Scientists believe that the embryo was of a toothless theropod dinosaur or oviraptorosaur, and it has been named Baby Yingliang. Hundreds of dinosaur eggs could have been discovered over the years, but archaeologists have rarely found one with a fetus with a fully developed bone structure. Scientist from China, UK and Canada involved in the exploration published their finding in the journal iScience on December 21.
Dr Fion Waisum Ma, a corresponding author of the study from the School of Geography, Earth and Environmental Sciences, University of Birmingham, UK, said that this is the best dinosaur embryo that has ever been found in history. This finding brings excitement for dinosaur researchers across the world.

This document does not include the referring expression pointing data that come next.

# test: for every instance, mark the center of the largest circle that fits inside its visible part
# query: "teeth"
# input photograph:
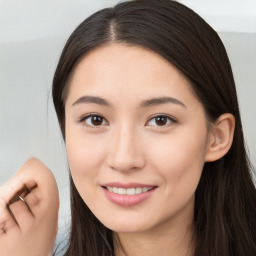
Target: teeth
(128, 191)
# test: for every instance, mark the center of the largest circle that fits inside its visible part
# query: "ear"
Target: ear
(220, 137)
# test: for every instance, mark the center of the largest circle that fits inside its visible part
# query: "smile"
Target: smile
(128, 195)
(128, 191)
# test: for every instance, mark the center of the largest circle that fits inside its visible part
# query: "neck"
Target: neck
(163, 241)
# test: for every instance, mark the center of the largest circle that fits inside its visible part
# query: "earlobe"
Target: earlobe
(220, 137)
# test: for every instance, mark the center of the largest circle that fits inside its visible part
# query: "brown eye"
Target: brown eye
(95, 120)
(161, 120)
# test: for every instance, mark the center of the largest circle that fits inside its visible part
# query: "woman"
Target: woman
(147, 106)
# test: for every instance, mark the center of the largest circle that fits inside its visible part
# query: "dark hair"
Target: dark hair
(225, 200)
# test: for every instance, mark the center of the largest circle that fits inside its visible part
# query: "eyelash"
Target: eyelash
(83, 120)
(170, 120)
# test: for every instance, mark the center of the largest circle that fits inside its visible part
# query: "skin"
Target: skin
(29, 228)
(128, 146)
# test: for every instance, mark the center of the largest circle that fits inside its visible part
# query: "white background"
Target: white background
(32, 35)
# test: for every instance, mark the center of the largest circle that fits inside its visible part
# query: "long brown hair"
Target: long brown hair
(225, 200)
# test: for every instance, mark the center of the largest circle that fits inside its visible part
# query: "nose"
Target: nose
(126, 151)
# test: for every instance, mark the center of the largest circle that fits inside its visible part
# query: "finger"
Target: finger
(7, 222)
(10, 190)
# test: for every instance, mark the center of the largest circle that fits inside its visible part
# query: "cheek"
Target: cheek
(180, 158)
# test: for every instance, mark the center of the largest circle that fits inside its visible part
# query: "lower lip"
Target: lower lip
(128, 200)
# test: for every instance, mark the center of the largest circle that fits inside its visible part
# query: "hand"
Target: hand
(29, 204)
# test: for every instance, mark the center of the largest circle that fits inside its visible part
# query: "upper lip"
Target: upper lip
(127, 185)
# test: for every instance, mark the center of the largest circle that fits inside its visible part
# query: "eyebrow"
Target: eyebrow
(161, 100)
(92, 99)
(145, 103)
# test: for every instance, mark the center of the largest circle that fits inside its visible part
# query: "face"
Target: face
(136, 139)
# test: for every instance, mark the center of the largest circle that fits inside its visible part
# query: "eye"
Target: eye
(161, 120)
(94, 120)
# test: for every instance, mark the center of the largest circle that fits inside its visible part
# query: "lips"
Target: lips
(128, 194)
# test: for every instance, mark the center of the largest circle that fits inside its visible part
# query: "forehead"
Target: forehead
(127, 70)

New Light on Evolution of Birds:
The discovery in Southern China has led the team of international researchers to find new elements that challenge the existing theories about hatching by birds. The scientist found that the fetus's position was precisely similar to what is found in modern-day birds. This positional aspect enables the fetus to break out of its shells. The posture of the fetus is commonly known as 'tucking', which has the characteristic of folding the legs on either side of the head with the back curling along the large end of the egg. This has led scientists to rethink the hatching technique of birds.
It has been believed that the tucking posture in the pre-hatching period is unique to birds. But the new discovery has led scientists to think that the hatching technique adopted by modern birds may have an evolutionary root in dinosaurs like the oviraptorosaur. This Latin word means 'egg thief lizards' in English. This species used to roam in the continents of Asia and North America during the 'Cretaceous' period—100 million to 66 million years ago- was known for its unique beak resembling parrots.

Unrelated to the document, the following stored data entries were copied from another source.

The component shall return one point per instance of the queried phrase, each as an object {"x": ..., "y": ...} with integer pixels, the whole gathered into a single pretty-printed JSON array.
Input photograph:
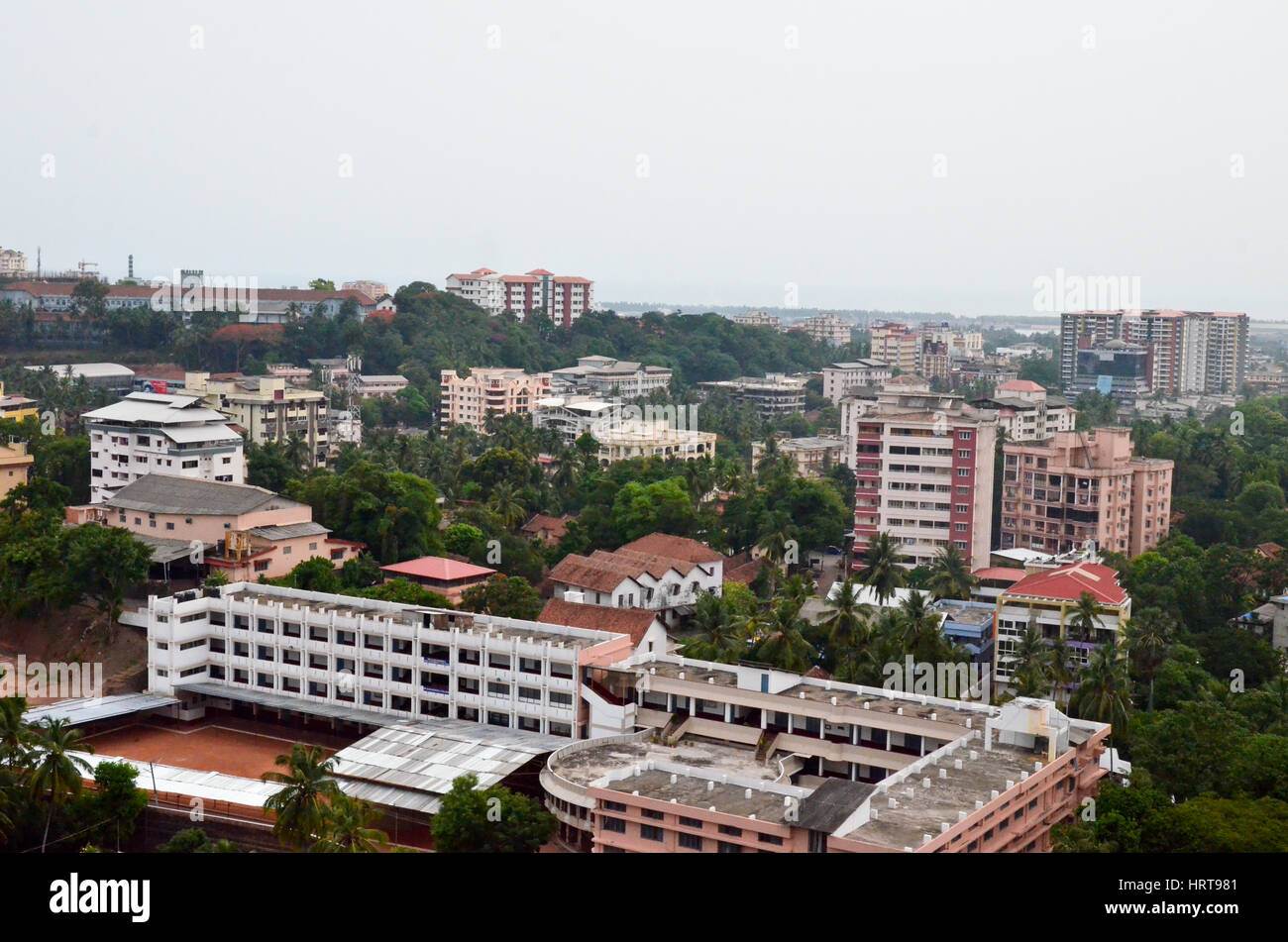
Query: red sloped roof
[
  {"x": 1070, "y": 581},
  {"x": 634, "y": 622},
  {"x": 438, "y": 568}
]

Stephen Brusatte, one of the authors of the study belonging to the School of GeoSciences of the University of Edinburgh, commented on the finding, saying, "This is one of the most beautiful fossils I have ever seen. This little prenatal dinosaur looks just like a baby bird curled in its egg, which is yet more evidence that many features characteristic of today's birds first evolved in their dinosaur ancestors."
The newest fossil Baby Yingliang measured 27 centimetres from head to tail and was compacted inside an egg of 6.7-inch length. The fossil is now in the Yingliang Stone Natural History Museum in China.
This was first discovered in 2000 and has been stored for a decade, just like any other dinosaur fossilised egg. But, due to construction work in the museum, old fossils were sorted through. It is when scientists got their attention on the egg and suspected that it held an embryo inside.
Researchers are still studying it as part of the body is still covered by rock. They plan to use advanced imaging techniques to create an image of the entire skeleton.